Manages and influences the complex Medicare Recovery process, related projects or programs with Regional and National resources. Manages, coordinates and evaluates the activities of personnel engaged in Medicare Risk Adjustment audits and related projects. Responsible for coordinating efforts with National and Regional CPMG, Revenue Cycle, Coding, and Medicare Finance leaders, with the goal of ensuring accurate and timely submissions to CMS. Maintains and optimizes the encounter data flow from end to end. Responsible for the continuous coordination and monitoring between multiple disciplines including: Coding, IT, Medicare Finance, PBS, CPMG and Operations. Provides recommendations and remediation of deficiencies. Responsible for the related changes in policies, training and configuration. Accountable for creating a culture of compliance, ethics and integrity. Maintains knowledge of and assures departmental compliance with Kaiser Permanentes Principles of Responsibility and policies and procedures, and applicable regulatory requirements and accreditation standards. Responds appropriately to observed fraud or abuse.

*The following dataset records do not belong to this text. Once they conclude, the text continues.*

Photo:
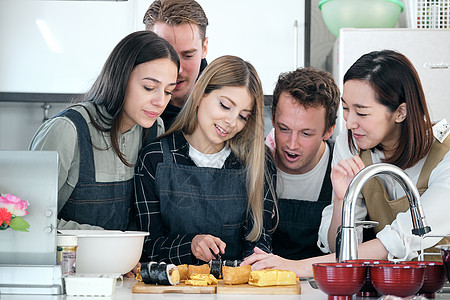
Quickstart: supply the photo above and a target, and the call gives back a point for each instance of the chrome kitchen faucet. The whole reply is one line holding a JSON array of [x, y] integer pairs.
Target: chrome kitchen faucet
[[346, 239]]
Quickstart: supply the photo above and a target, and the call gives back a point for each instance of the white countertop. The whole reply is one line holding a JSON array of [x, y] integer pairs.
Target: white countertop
[[123, 292]]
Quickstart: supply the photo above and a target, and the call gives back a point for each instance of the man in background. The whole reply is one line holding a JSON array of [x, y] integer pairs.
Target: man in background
[[304, 109], [183, 24]]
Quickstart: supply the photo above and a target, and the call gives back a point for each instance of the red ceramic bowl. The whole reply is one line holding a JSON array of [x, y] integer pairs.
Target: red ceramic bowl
[[339, 280], [434, 277], [445, 255], [397, 279], [368, 290]]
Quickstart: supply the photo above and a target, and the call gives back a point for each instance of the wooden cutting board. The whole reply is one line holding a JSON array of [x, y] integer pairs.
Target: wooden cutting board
[[140, 287], [246, 289], [221, 288]]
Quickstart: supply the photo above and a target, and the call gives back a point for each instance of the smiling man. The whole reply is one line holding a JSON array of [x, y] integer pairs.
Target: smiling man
[[183, 24], [304, 108]]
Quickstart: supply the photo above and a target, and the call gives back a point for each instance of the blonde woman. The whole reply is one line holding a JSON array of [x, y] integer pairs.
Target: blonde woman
[[205, 188]]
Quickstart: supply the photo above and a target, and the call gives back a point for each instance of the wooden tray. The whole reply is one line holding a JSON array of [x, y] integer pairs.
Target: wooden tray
[[182, 288], [221, 288], [246, 289]]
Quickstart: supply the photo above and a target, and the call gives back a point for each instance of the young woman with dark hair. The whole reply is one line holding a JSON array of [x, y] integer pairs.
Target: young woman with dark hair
[[98, 139]]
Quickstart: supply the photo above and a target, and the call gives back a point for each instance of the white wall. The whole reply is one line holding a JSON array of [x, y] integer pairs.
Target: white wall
[[65, 59], [60, 46]]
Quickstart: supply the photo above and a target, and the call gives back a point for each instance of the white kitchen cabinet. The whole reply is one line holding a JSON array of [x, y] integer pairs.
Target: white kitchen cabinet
[[259, 31]]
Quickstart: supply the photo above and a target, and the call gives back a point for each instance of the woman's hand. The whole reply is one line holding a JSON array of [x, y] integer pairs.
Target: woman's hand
[[204, 245], [342, 174], [262, 260]]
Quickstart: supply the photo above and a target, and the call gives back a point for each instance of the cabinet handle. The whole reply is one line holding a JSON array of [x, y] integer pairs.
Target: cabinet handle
[[295, 44]]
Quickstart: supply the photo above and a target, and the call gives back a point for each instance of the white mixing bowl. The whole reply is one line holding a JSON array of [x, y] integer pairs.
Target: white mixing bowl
[[107, 251]]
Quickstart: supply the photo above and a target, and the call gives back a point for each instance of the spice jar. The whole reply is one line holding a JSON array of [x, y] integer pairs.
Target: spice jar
[[66, 246]]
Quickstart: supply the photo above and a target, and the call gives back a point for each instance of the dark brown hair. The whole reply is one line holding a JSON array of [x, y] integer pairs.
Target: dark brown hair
[[110, 86], [310, 87], [395, 81], [176, 12]]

Essential Responsibilities:


  • Ensures maximum Center for Medicare and Medicaid Services (a.k.a. CMS) compliance and reimbursement by coordinating multi-disciplinary departmental roles in the CMS data flow.

  • Responsible for representing Colorado Medicare SOX Mega and for the identification and remediation of SOX related issues.

  • Responsible for optimization of the alerts and reminders process.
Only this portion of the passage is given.